If no timestamp can be extracted:
- Report this limitation explicitly.
- Continue analysis on all rows.
- Mark the discussion as "time-window fallback".
### 4) Classify bugs/crashes/anomalies
Infer key columns using column-name heuristics:
- status/result/outcome
- benchmark/instance/file/name
- set/suite/group/track/family
- message/error/details/reason
Normalize status strings to lowercase.
#### Bugs / Crashes
Classify a row as **crash/bug** if status/details contain terms like:
- `crash`, `segfault`, `assert`, `abort`, `exception`, `error`, `failed`, `bug`
#### Anomalies
At minimum, detect:
1. **Unknown-outlier anomaly** (required):
- Within the same benchmark set/suite/group, if most rows are in `{sat, unsat, timeout}` but a minority are `unknown`, flag the `unknown` rows as anomalies.
- Rationale: require enough samples for confidence and avoid flagging sets where `unknown` is common behavior. `0.4` caps unknown results to a minority, while `0.6` enforces a decisive majority of sat/unsat/timeout outcomes.

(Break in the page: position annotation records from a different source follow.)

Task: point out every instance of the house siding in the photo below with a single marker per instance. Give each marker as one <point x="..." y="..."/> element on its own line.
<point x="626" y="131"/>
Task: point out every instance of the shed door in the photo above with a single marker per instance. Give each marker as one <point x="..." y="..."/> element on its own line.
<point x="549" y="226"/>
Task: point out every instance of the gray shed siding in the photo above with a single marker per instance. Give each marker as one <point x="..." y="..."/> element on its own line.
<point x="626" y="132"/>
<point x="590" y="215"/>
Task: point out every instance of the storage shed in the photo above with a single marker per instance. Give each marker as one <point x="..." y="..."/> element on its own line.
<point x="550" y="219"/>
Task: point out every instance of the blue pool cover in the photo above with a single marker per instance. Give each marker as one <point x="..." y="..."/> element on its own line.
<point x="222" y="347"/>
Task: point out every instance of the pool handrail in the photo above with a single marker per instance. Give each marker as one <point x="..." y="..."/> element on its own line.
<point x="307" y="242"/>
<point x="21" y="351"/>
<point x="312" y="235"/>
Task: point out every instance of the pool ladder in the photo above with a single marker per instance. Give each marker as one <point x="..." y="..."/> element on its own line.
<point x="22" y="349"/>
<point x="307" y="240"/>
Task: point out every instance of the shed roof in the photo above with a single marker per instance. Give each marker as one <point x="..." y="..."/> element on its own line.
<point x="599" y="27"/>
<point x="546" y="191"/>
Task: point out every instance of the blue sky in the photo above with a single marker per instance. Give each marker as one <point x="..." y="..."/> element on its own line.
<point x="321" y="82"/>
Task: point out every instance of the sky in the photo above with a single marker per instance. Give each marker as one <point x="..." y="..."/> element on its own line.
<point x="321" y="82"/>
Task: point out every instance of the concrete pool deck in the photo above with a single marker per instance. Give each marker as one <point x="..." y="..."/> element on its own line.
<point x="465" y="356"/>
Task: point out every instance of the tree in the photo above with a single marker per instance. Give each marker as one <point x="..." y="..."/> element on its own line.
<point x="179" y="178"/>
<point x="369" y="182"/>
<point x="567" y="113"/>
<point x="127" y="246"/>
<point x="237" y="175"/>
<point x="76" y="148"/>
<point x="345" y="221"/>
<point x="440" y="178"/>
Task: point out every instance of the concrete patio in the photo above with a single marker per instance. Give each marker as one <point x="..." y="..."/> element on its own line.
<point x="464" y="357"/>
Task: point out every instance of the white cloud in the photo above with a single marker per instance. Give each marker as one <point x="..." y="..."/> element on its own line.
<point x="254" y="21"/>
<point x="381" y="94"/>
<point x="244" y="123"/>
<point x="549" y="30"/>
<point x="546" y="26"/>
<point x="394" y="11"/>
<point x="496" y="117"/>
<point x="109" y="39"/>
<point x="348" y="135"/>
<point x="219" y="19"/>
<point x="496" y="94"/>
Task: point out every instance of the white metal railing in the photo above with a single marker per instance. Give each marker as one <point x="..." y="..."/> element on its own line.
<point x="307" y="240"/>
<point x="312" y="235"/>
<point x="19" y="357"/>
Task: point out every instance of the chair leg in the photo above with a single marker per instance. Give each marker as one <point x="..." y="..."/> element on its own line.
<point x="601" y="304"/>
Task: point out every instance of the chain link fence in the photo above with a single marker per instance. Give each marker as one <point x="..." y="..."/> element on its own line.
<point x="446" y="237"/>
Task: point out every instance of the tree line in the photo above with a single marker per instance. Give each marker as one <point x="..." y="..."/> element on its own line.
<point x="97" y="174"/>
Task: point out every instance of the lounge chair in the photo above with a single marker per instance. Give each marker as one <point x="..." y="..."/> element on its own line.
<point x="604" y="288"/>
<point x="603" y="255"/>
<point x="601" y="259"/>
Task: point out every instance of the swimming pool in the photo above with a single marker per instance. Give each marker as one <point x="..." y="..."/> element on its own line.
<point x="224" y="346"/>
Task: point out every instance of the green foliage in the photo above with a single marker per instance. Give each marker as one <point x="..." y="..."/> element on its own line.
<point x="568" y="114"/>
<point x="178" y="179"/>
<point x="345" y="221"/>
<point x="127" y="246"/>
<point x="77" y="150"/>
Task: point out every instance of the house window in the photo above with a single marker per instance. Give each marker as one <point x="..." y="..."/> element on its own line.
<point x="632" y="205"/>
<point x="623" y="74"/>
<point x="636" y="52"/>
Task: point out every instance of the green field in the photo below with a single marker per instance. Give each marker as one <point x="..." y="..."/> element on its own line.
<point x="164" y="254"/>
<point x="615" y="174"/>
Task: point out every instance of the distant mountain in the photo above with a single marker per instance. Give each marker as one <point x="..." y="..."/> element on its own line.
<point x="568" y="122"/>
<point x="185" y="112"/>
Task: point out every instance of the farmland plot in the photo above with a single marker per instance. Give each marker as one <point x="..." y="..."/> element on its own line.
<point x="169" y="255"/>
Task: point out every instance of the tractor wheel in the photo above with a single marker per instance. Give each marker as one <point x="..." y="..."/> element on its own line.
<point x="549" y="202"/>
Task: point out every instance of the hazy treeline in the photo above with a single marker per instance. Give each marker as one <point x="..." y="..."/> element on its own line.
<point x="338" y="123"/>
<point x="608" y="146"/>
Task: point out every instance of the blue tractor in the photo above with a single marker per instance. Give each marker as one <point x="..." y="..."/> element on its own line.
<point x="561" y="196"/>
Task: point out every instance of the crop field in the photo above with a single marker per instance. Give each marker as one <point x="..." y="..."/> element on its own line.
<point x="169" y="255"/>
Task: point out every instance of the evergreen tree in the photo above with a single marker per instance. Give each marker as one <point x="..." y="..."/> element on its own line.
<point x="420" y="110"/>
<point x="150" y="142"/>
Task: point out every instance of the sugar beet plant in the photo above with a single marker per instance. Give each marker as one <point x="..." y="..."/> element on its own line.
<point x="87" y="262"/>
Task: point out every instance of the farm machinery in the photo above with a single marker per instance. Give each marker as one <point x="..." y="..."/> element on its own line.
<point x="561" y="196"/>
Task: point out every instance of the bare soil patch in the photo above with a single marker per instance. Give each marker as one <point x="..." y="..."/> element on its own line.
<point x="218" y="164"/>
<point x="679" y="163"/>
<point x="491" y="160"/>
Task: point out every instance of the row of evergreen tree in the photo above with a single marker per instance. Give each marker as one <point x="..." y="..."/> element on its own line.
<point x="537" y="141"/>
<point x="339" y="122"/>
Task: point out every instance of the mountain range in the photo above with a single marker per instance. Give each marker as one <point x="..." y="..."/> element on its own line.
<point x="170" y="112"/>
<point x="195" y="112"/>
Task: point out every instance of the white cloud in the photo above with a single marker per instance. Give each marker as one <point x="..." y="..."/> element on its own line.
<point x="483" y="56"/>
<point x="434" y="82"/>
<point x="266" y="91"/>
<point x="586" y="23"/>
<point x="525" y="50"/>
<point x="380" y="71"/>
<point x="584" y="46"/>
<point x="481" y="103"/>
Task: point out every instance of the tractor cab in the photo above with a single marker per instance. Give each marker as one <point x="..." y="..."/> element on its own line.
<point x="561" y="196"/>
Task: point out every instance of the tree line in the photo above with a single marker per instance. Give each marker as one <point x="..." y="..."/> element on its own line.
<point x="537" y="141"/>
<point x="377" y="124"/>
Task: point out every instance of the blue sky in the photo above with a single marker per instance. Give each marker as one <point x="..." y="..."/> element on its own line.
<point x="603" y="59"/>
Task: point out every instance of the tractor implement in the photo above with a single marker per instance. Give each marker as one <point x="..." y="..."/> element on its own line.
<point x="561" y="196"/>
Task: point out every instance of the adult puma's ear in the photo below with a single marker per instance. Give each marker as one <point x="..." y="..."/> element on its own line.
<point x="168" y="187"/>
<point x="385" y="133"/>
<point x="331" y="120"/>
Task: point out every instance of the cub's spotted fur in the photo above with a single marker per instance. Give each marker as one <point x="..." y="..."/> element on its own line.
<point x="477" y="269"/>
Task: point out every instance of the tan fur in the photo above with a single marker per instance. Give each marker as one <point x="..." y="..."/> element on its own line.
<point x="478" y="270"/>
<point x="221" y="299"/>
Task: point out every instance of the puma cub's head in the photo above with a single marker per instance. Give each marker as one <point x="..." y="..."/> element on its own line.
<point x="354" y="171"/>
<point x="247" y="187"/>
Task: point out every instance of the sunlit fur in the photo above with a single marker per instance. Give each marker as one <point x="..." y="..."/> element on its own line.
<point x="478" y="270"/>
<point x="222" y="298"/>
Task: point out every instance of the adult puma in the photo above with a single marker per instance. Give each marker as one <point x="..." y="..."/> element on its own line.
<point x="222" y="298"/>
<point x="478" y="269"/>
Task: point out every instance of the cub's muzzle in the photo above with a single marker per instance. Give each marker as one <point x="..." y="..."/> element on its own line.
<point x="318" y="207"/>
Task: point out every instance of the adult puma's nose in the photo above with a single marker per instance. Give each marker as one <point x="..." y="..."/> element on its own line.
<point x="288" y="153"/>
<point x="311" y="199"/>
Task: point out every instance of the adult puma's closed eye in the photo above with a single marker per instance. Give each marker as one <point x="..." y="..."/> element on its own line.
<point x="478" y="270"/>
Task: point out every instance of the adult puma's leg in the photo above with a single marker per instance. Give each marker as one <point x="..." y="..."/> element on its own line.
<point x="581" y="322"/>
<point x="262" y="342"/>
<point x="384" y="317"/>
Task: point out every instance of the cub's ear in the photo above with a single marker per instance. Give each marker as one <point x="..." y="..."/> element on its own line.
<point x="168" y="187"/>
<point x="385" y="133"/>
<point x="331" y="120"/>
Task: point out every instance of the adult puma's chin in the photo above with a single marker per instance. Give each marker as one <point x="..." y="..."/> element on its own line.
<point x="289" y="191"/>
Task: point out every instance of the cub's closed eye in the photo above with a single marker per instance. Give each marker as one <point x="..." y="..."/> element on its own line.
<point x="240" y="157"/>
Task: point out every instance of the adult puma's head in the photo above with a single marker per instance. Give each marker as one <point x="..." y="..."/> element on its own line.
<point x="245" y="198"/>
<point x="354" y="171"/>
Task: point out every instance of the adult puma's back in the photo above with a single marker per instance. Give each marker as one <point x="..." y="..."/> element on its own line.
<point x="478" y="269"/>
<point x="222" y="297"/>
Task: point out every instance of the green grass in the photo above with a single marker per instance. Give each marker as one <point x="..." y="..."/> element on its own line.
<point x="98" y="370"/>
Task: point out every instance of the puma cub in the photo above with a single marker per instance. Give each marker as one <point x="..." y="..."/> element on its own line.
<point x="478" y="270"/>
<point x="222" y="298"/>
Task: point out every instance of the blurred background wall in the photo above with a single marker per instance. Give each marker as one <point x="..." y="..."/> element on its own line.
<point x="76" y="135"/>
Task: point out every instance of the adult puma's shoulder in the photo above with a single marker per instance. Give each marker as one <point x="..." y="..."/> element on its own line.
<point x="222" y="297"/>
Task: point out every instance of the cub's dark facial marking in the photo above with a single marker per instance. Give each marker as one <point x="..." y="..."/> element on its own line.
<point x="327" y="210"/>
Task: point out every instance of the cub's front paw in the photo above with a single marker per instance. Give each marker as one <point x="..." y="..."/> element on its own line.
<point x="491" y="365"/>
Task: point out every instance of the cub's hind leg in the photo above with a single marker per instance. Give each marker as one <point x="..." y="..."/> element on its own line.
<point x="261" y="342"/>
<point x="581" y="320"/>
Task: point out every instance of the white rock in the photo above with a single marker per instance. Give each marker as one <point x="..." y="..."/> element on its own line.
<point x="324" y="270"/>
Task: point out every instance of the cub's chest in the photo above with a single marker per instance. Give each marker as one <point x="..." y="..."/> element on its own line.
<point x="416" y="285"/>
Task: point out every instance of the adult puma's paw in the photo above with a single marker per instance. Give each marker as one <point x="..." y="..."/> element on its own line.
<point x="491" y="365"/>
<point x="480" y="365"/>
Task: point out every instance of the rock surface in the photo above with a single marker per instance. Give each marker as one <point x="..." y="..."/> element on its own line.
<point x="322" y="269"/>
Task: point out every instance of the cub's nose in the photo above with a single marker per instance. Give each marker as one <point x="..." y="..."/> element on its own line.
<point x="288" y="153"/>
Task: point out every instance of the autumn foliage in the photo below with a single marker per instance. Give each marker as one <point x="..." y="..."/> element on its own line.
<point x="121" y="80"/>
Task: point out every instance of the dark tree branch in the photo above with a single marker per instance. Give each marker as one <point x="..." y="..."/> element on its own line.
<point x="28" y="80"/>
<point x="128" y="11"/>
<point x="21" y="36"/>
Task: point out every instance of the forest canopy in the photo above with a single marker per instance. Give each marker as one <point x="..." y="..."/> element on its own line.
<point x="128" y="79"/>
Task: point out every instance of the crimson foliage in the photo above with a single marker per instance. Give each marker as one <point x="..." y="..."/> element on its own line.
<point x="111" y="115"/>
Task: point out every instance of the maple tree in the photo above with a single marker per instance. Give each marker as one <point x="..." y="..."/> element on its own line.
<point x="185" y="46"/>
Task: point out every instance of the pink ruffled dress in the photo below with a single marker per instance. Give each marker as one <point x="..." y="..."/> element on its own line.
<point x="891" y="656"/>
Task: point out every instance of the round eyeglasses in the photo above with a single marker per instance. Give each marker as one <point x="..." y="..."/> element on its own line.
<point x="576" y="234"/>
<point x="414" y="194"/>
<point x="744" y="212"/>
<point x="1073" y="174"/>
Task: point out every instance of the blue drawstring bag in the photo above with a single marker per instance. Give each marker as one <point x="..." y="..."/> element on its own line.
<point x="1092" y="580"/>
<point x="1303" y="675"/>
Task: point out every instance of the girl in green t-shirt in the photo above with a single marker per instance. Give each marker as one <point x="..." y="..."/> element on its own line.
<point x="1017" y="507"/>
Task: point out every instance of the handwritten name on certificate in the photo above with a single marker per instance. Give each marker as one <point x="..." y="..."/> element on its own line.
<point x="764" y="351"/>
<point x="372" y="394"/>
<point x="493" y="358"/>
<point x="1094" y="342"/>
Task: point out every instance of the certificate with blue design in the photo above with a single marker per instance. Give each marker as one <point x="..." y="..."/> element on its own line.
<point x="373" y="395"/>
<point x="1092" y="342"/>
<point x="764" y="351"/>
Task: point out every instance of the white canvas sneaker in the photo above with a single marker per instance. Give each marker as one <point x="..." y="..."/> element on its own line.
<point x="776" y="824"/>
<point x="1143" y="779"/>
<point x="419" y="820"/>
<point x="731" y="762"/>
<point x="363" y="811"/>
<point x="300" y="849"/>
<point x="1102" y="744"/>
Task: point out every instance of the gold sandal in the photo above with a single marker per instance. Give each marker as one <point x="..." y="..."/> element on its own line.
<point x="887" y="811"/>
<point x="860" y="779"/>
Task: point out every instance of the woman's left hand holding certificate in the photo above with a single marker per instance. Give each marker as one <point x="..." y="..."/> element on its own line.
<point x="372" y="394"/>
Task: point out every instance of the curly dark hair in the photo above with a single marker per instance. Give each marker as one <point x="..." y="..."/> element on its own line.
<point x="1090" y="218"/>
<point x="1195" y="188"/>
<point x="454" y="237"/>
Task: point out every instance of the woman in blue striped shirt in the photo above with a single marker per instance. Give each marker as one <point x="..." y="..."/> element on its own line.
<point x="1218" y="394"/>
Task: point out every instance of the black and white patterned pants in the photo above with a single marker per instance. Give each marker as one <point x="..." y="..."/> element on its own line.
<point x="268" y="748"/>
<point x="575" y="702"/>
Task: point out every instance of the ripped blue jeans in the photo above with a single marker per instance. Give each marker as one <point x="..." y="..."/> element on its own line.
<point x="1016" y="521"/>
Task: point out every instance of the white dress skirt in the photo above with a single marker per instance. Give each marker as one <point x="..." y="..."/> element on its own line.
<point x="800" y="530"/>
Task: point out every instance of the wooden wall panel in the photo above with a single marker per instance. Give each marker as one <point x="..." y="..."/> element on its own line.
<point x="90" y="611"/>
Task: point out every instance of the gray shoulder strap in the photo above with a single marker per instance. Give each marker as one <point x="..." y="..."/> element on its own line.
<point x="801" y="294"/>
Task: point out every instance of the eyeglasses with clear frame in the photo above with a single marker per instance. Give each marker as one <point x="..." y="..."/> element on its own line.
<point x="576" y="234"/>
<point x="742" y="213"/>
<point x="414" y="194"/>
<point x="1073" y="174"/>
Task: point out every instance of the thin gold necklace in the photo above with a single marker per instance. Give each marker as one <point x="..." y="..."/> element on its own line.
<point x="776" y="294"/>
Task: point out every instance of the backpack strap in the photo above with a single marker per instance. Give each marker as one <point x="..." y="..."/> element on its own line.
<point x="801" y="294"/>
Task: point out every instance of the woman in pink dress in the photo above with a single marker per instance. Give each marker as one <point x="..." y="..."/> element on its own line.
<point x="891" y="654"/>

Any remainder after those constraints is intentionally allowed for other statuses.
- Use this threshold: `total_rows >= 4`, `unknown_count / total_rows <= 0.4`, and `(sat_count + unsat_count + timeout_count) / total_rows >= 0.6`.
- If set/suite/group columns are missing, fallback grouping order is: directory prefix of benchmark path/name, then benchmark name prefix before first separator (`/`, `:`, `::`), then a single global group.
2. **Status divergence anomaly**:
- Same benchmark name appears multiple times with conflicting non-timeout statuses (for example `sat` vs `unsat`).
- Ignore timeout-only disagreements here; timeout behavior is covered under the repeated hard-failure anomaly section to reduce noise from transient runtime variance.
3. **Repeated hard-failure anomaly**:
- Same benchmark appears repeatedly with crash/error-like status in the time window.
### 5) Generate discussion report
Create a GitHub Discussion using `create-discussion` safe output.
Use this structure:
```markdown
### Compare Stats Analysis Report
**Source**: [compare_stats.html](http://mtzguido.tplinkdns.com:8081/z3/compare_stats.html)
**Workflow Run**: [#${{ github.run_id }}](https://github.com/${{ github.repository }}/actions/runs/${{ github.run_id }})
**Analysis Time (UTC)**: <timestamp>
**Window**: last 30 hours (or fallback mode)
### Executive Summary
- Rows analyzed: N
- Rows in 30h window: M (or "timestamp unavailable")
- Bugs/crashes: B
- Anomalies: A
### Bugs and Crashes
| Benchmark Set | Benchmark | Status | Details | Timestamp |
|---|---|---|---|---|
| ... |
### Anomalies
#### Unknown-Outlier Cases
| Benchmark Set | Benchmark | Status | Peer Status Distribution | Timestamp |
|---|---|---|---|---|
| ... |
#### Status Divergences
| Benchmark | Observed Statuses | Benchmark Set(s) | Timestamp(s) |
|---|---|---|---|
| ... |
#### Repeated Hard Failures
| Benchmark | Failure Count | Representative Status/Details | Benchmark Set(s) |
|---|---|---|---|
| ... |
### Notes and Limitations
- Mention parsing assumptions
- Mention missing columns/timestamps if any
<details>
<summary><b>Raw Extraction Summary</b></summary>
- Table count
- Candidate columns used
- Top status distribution
- Up to 30 representative raw rows (sanitized)
</details>
```
## Reporting Rules
- Be factual and concise.
- Do not claim certainty when column mapping is heuristic.
- If no bugs/crashes/anomalies are found, still create the discussion and explicitly state "No issues detected in analyzed window."
- Do not open PRs or modify repository files.